Otra jubilada de Educación, Nidia González Rodríguez, vivió durante décadas cómo el país atendía a las personas más vulnerables: «Le puedo decir que hace unos diez años, cuando me jubilé, el abandono materno en los hospitales había disminuido. Las personas veían que el Estado las atendía, que los niños adoptados tenían los mismos derechos que los demás. Fue evolucionando la conciencia sobre el tema de educar y acompañar mejor a los hijos».

Un sello, un obsequio

«La experiencia más grande vivida en este campamento es el agradecimiento de los niños, la sonrisa, sus gestos espontáneos», expresó Lixgiana Álvarez Rodríguez, quien dirige el frente de Atención a la población infantil en el Programa de Trabajadores Sociales.

En gesto de agradecimiento, Maikel Alarcón Periarte regaló un sello a la trabajadora social Anaite Ramos Rodríguez. Y en ese instante retomó la historia de Maikel Alarcón Periarte, de ocho años de edad, matriculado en una escuela de conducta, al cual se le había roto un zapato. Como la trabajadora social se lo arregló con prontitud, él le obsequió un sellito a modo de reconocimiento, aunque estas fueron sus palabras: «Yo se lo doy porque tengo muchos más».

—¿Cómo la has pasado?, preguntamos a Maikel.

—Bien.

—¿Qué has hecho?

—Comer, jugar con los maestros. He jugado bolas, y he estudiado yo solito allá arriba.

—¿Qué es lo que más te gusta hacer a ti?

—Jugar pelota.

—¿Qué quieres ser?

—Pelotero.

—¿Por qué le diste un sellito a la trabajadora social?

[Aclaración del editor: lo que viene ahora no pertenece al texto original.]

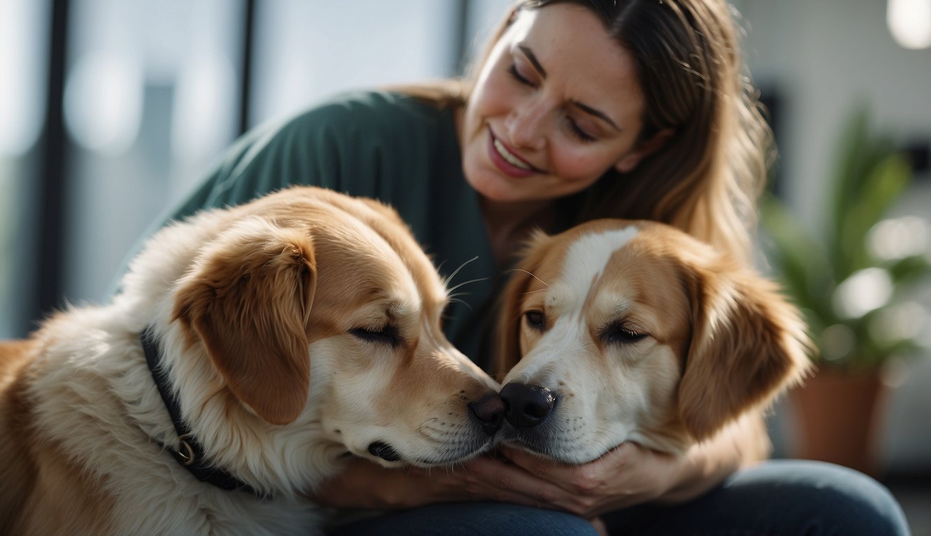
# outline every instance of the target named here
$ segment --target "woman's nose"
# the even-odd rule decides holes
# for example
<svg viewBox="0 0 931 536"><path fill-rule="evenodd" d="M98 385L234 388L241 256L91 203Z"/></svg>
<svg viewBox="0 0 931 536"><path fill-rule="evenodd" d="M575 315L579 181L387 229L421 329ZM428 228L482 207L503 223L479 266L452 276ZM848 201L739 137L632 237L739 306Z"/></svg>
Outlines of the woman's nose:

—Porque sí, porque es buena. Me llevó los cubiertos. Otras veces me enseñó dónde estaba el baño, y me atendió cuando tenía hambre...

Hablaba él de Anaite Ramos Rodríguez, de 25 años, quien más tarde nos dijo: «Soy recién graduada de Psicología. Antes de graduarme, ya atendía a los niños con necesidades educativas especiales. Aquí en el campamento nos acostamos a las dos, tres de la mañana, y sobre las cinco y algo más de la mañana ya estamos de pie. Tratamos de crearles hábitos a pesar del corto tiempo en que están acá.

«Un niño que había sido abandonado por su madre por tener una malformación congénita, cumplió aquí los 13 años. Lo celebramos, y llegó a decir que yo era su mamita, y que mi compañero era su papá. Cuando se fue lloraba...

«A veces una se queda nostálgica. Se siente responsable del futuro de ellos, de la necesidad de prepararlos para la vida. Puede creerme o no, pero cuando estoy estresada prefiero llegarme hasta una escuela de conducta, a interactuar con los pequeños. Y una hora me basta para reconciliarme con todo, para recordar muchas esencias de la suerte humana».

1 Según la búsqueda en Internet, el implante coclear es un transductor que transforma las señales acústicas en eléctricas que estimulan el nervio auditivo.

2 Xeroderma Pigmentosum (XP): Enfermedad genética que provoca en el paciente un daño en la capacidad de reparación del ADN de las células de la piel que han estado sometidas al efecto de las radiaciones ultravioletas.